Sekolah-sekolah gratis di Indonesia seharusnya memiliki fasilitas yang memadai, staf pengajar yang berkompetensi, kurikulum yang tepat, dan memiliki sistem administrasi dan birokrasi yang baik dan tidak berbelit-belit. Akan tetapi, pada kenyataannya, sekolah-sekolah gratis adalah sekolah yang terdapat di daerah terpencil yang kumuh dan segala sesuatunya tidak dapat menunjang bangku persekolahan sehingga timbul pertanyaan ,”Benarkah sekolah tersebut gratis? Kalaupun iya, ya wajar karena sangat memprihatinkan.”

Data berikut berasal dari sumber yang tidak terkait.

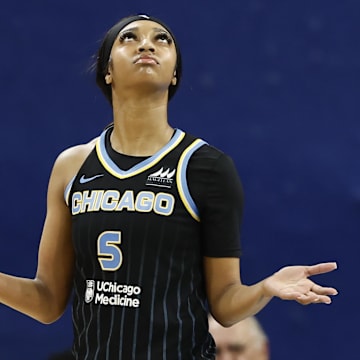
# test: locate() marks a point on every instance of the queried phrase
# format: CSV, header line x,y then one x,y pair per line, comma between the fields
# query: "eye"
x,y
165,37
126,36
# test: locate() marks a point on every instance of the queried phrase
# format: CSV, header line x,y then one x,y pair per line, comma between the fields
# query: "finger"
x,y
312,298
321,290
321,268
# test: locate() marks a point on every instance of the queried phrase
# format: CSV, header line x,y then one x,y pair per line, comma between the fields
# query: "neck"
x,y
141,128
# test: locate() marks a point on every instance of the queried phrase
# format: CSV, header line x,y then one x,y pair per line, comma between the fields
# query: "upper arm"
x,y
56,254
220,274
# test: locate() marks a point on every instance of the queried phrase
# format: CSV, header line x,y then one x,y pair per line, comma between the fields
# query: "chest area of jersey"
x,y
154,191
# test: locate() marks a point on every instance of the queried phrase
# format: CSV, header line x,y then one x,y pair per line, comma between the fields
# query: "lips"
x,y
146,60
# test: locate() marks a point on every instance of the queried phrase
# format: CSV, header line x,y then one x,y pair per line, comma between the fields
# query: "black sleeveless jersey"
x,y
138,285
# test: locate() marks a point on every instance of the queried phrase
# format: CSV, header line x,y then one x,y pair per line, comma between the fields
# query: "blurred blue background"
x,y
273,84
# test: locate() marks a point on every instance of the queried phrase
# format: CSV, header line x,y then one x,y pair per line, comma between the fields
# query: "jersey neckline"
x,y
143,165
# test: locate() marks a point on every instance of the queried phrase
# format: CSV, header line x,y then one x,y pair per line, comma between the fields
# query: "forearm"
x,y
28,296
239,301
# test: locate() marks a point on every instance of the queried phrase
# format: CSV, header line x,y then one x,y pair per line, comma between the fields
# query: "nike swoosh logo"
x,y
84,180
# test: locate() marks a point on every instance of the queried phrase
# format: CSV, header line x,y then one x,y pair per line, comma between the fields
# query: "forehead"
x,y
144,25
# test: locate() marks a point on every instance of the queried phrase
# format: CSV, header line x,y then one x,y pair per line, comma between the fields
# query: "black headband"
x,y
105,51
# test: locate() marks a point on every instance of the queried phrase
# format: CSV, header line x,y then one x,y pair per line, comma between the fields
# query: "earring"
x,y
108,79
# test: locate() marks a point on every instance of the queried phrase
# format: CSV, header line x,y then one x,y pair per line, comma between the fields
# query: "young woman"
x,y
143,223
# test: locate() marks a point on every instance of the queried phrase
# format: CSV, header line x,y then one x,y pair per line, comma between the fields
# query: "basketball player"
x,y
143,223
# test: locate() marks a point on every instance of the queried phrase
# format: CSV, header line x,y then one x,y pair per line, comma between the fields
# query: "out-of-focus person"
x,y
245,340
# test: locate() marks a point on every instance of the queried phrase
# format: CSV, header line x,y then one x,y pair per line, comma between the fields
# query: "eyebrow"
x,y
135,28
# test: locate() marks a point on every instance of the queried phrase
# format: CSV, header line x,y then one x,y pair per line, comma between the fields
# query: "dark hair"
x,y
103,55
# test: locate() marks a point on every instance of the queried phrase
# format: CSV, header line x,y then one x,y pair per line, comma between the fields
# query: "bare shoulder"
x,y
69,161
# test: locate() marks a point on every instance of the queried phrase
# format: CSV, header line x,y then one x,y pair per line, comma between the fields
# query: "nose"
x,y
146,45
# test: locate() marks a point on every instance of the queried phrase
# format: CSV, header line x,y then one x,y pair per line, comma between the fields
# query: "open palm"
x,y
293,283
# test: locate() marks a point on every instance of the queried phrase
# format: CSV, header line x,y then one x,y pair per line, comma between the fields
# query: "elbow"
x,y
49,317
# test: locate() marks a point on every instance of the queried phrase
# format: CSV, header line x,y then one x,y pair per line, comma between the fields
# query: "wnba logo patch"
x,y
161,178
90,291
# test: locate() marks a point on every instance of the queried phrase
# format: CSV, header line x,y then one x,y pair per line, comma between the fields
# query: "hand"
x,y
292,283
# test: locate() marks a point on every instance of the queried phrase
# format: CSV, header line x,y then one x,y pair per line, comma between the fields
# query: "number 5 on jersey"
x,y
109,254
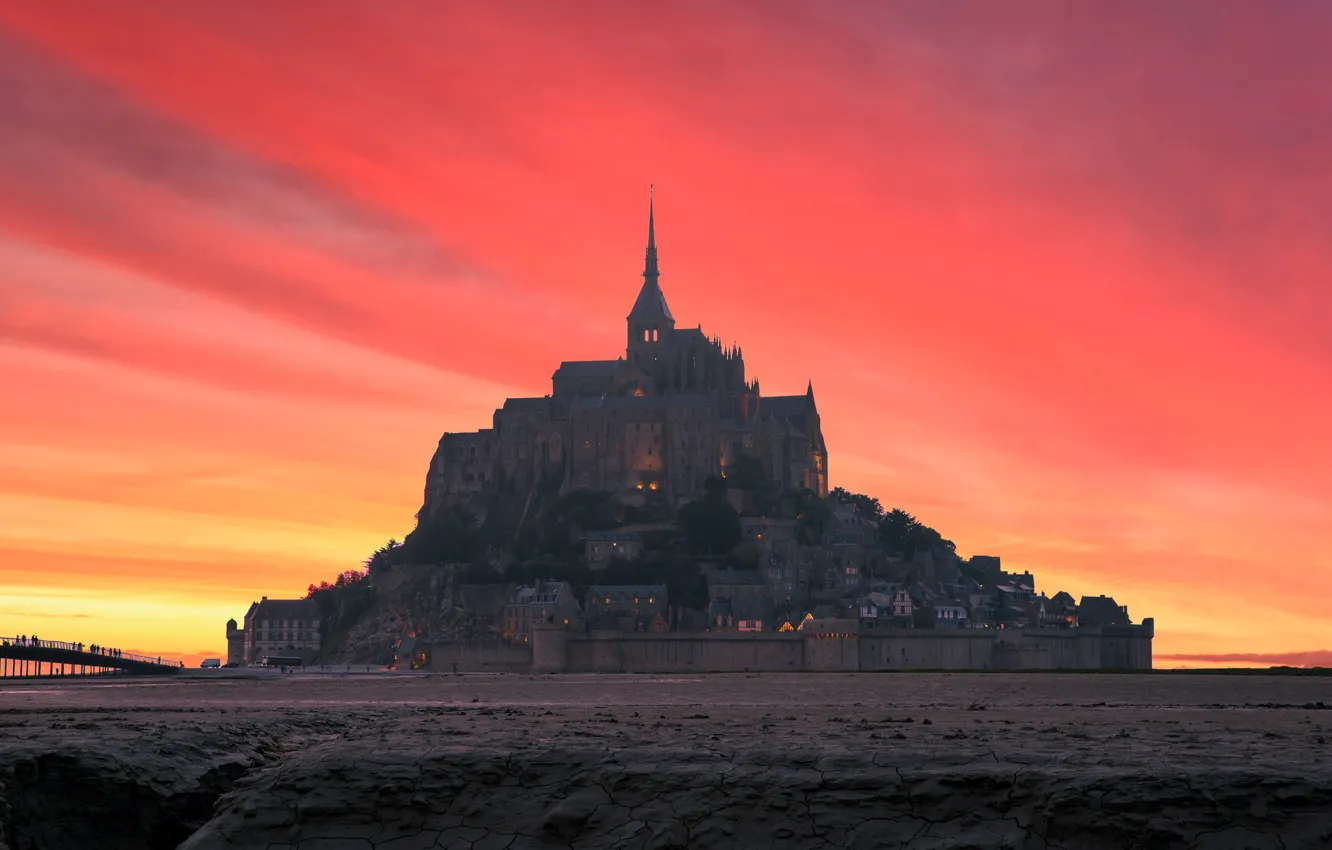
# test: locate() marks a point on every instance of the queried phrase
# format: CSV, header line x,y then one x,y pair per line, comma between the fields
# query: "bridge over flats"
x,y
32,657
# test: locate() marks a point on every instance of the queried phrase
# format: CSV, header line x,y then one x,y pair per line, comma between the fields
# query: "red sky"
x,y
1059,273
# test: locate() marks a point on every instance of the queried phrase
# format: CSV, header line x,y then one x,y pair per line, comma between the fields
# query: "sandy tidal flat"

”Pendidikan bermutu itu mahal”. Kalimat ini sering muncul untuk menjustifikasi mahalnya biaya yang harus dikeluarkan masyarakat untuk mengenyam bangku pendidikan. Mahalnya biaya pendidikan dari Taman Kanak-Kanak (TK) hingga Perguruan Tinggi (PT) membuat masyarakat miskin tidak memiliki pilihan lain kecuali tidak bersekolah. Orang miskin tidak boleh sekolah.Untuk masuk TK dan SDN saja saat ini dibutuhkan biaya Rp 500.000, — sampai Rp 1.000.000. Bahkan ada yang memungut di atas Rp 1 juta. Masuk SLTP/SLTA bisa mencapai Rp 1 juta sampai Rp 5 juta.

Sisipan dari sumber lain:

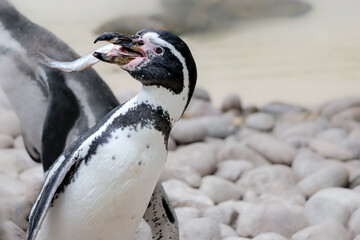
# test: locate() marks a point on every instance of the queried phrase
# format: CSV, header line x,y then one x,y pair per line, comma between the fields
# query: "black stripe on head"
x,y
140,117
173,63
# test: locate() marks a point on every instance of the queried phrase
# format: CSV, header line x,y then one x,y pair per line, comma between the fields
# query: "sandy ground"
x,y
305,60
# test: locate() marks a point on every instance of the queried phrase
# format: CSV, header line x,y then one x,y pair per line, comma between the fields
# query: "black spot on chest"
x,y
139,117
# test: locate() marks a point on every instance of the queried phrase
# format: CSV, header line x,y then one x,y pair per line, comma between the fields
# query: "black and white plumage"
x,y
116,164
55,108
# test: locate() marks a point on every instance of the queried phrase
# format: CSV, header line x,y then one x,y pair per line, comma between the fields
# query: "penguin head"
x,y
153,57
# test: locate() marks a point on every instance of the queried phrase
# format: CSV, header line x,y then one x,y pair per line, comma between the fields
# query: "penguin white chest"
x,y
109,193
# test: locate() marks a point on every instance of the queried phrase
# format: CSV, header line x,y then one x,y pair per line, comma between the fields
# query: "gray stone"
x,y
188,131
224,213
231,101
6,141
305,129
269,236
281,108
181,195
227,231
232,169
236,150
184,173
272,149
307,162
326,231
334,135
9,123
256,219
275,181
329,176
260,121
220,190
199,156
319,210
354,223
184,214
220,126
200,107
345,197
331,150
201,229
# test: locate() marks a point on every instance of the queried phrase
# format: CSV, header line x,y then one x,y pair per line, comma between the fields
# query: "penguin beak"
x,y
126,48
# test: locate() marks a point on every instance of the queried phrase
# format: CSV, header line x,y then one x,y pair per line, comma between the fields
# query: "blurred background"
x,y
299,52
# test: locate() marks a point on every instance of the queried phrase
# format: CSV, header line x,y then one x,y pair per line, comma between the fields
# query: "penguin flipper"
x,y
53,181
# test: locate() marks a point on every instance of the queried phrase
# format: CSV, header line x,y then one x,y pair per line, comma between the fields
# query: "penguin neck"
x,y
157,96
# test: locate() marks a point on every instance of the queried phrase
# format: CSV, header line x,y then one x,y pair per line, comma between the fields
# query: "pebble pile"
x,y
233,173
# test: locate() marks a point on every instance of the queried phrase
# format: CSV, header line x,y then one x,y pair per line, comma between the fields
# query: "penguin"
x,y
99,188
55,108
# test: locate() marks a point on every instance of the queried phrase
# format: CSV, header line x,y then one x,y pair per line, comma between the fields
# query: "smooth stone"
x,y
227,231
298,141
281,108
260,121
354,223
220,126
231,102
335,106
200,107
305,129
353,145
307,162
125,95
231,170
256,219
143,231
237,150
220,190
273,149
334,135
201,229
328,177
19,143
346,197
199,156
6,141
33,176
185,174
348,119
319,210
331,150
269,236
9,123
14,161
182,195
277,181
224,213
184,214
326,231
10,231
187,131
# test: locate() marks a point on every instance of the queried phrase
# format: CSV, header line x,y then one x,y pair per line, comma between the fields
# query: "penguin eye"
x,y
158,50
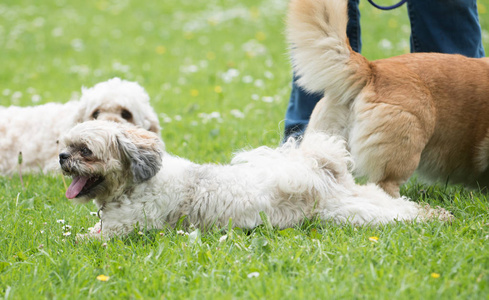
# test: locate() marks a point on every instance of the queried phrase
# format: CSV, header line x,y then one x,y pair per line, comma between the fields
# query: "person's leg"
x,y
302,103
446,26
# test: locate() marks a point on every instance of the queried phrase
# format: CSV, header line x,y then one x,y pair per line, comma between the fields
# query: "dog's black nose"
x,y
63,157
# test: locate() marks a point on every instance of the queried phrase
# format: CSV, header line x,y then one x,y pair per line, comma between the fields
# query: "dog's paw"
x,y
436,213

Makin mahalnya biaya pendidikan sekarang ini tidak lepas dari kebijakan pemerintah yang menerapkan Manajemen Berbasis Sekolah (MBS). MBS di Indonesia pada realitanya lebih dimaknai sebagai upaya untuk melakukan mobilisasi dana. Karena itu, Komite Sekolah/Dewan Pendidikan yang merupakan organ MBS selalu disyaratkan adanya unsur pengusaha. Asumsinya, pengusaha memiliki akses atas modal yang lebih luas. Hasilnya, setelah Komite Sekolah terbentuk, segala pungutan uang kadang berkedok, “sesuai keputusan Komite Sekolah”.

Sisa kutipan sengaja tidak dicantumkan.